By default, alarmSetup() will also configure the hardware interrupt pin (INT) to trigger on an alarm event.

# PiicoDev Real Time Clock RV-3028
# Some examples of how to set an alarm
# Alarms can trigger on a combination of minutes, hours, and weekday/date

from PiicoDev_RV3028 import PiicoDev_RV3028
from PiicoDev_Unified import sleep_ms
rtc = PiicoDev_RV3028() # Initialise the RTC module (24-hr mode by default), enable charging

### Trigger once per hour, at the start of the hour
rtc.alarmSetup(minutes=0)

### Trigger on the 3rd day of the week (count from zero) at 1:23 PM
# rtc.alarmSetup(weekday=2, hours=13, minutes=23)

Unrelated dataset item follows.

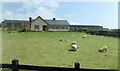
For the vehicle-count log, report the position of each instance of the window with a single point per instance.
(36, 26)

### Trigger on the first day of the month
# rtc.alarmSetup(date=1)

while True:
    print(rtc.timestamp())
    if rtc.checkAlarm():
        print("Alarm Triggered")
        
    sleep_ms(2000)

The PiicoDev RTC features a clock output pin (CLK) that generates a square wave - the frequency is user configurable. Valid frequencies are: 0Hz (off, Low), 1, 32, 64, 1024, 8192 and 32,768Hz

# Set the CLK output pin frequency

from PiicoDev_RV3028 import PiicoDev_RV3028

rtc = PiicoDev_RV3028()
rtc.configClockOutput(1) # The frequency, in Hz, of the square wave on the CLK output pin. Valid values are: 32768, 8192, 1024, 64, 32, 1, and 0 (always low).

The PiicoDev RTC features a UNIX time register that can be set independently of the date-time. UNIX time is represented as the number of seconds since the last epoch. When reset to zero, this timer can be useful for keeping uptime or a mission-timer for data logging

from PiicoDev_RV3028 import PiicoDev_RV3028
from PiicoDev_Unified import sleep_ms

rtc = PiicoDev_RV3028() # Initialise the RTC module
rtc.setUnixTime(0) # reset UNIX time

while True:
    print(rtc.getUnixTime()) # display UNIX time
    sleep_ms(1500)

The PiicoDev RTC features an External Event Interrupt pin (EVI) and Time Stamp function that can capture the time of an external event. The example below configures the EVI pin to capture the timestamp of a falling edge. If multiple events occur before the event time is queried, only the most recent timestamp is returned.

# Read the EVI pin event time.
# The program will continue listening for an event until one is detected.
from PiicoDev_RV3028 import PiicoDev_RV3028
from PiicoDev_Unified import sleep_ms

rtc = PiicoDev_RV3028()

rtc.resetEventInterrupt(edge = 'falling')

rtc.getDateTime()
print('Monitoring started at: ' + rtc.timestamp())

while (rtc.getEventInterrupt() is False):
    print('Waiting for 10 seconds.  If there is a falling edge on EVI pin the time will be recorded.')
    sleep_ms(10000)
print('Event occurred at: ', end='')
rtc.getDateTime(eventTimestamp=True)
print(rtc.timestamp(eventTimestamp=True))


Technical Resources

Pin Description
GND Power Input, Ground
3V3 Power Input, 3.3V. Tolerant up to 5V (Note 1)
SDA I2C Communications - Data
SCL I2C Communications - Clock
INT Interrupt Output, Low when an interrupt occurs
EVI Event Input - pull to Ground to trigger an event interrupt
CLK

Clock output, square wave configurable from 1Hz to 32,768Hz

(Note 1) The RV-3028 RTC will operate down to Vcc of 1.2V however at this voltage the included supercapacitor will not hold sufficient charge to guarantee that time is kept through a power failure. Time is lost when the capacitor voltage drops below about 900 mV and it will typically only charge to Vcc-0.3V due to an internal Schottky diode. The RV-3028 works up to 5V, but this is only recommended for freestyle prototyping ie. not connected to any other PiicoDev hardware. PiicoDev is a 3.3V system.